Ah, the life of an Oakland Raiders fan.
As for the takes? Oh, there have been takes.
It depends on who you ask, and yet, regardless of all of this, it seems like Friday morning’s announcement by head coach Jon Gruden that Brown would not be suspended has brought an end to things — at least for a few hours.
And, truthfully, if you ask me, I think the Raiders won this round. Here’s why…
When the Raiders traded for and extended Brown, they wed themselves to this guy for the next three years — and they needed him, to be honest. When the feet thing happened, you could say it was a fluke. When the helmet thing happened, you could say it was “Antonio Brown being Antonio Brown” — it’s weird, but it’s not criminal, so meh.
But when he starts missing practices and walkthroughs on top of all that? It was clear that Brown was testing where the line was. He wanted to know how much he could get away with, and that question was quickly answered.
The first day he disappeared, Mayock gathered some reporters around him for an impromptu press conference and he publicly called Brown out with a simple question: are you all in, or are you all out”? The next day, Brown was back at work.
Then he missed a walkthrough before a preseason game — which is crazier when you realize he had flown all the way to Canada to be with the team at the game AND that this walkthrough was likely in the hotel he was staying at! Result? A hefty fine.
The message Brown received was crystal clear: we’re not having any of this. And I freaking loved it. Again: the Raiders are hoping this guy is going to be in the building for at least the next three years, and if the end of his time with the Steelers said anything, it was that nobody ever showed him where the line was. Mayock wasn’t going to make the same mistake.
Brown wasn’t happy, of course, and he went ballistic. Remember: this was a guy who had essentially never been disciplined(!) because no one had ever had the leverage to make him pay. Except this time he had made a miscalculation because the Raiders really did have the leverage.

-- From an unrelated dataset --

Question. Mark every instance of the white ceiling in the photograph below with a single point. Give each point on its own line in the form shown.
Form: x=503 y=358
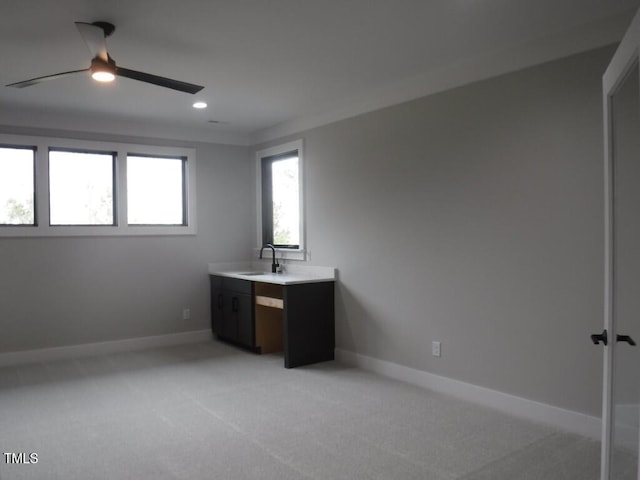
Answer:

They could suspend him — costing him games (read: stats) and money. They could release him (costing him $30 million in guarantees, which is exponentially higher than the number he’d get on the market after all this). And so while the Raiders definitely need Brown, he quickly realized how much he needed the Raiders too. His fate was no longer in his hands.
As a result, he showed up Friday morning with a heartfelt apology — one that was accepted by his teammates. I’m sure it was humbling, maybe even humiliating — all for a guy who hasn’t felt those things in a long, long time.
And in the end, everyone — I think — wins.
The Raiders will play their season opener with arguably the best receiver in football. And better yet, he’s a guy who now knows who has all the power — and where the lines are. If everything that the Raiders went through in the past 48 hours makes the next six months — let alone three years — more tolerable, then it was worth it a million times.
And if not? Well, he’ll be out $30 million and the Raiders will be rid of their (albeit incredibly important) headache.
Nobody knows what the future holds here, but the present looks different than it did a week ago. For now, the Raiders (I’m guessing) have a smile on their face behind closed doors. They showed a hard front, they showed they won’t be pushed around and they got their best player back.
Now, whether there’s another Round 2 — or, better yet, when Round 2 will be? That’s another question.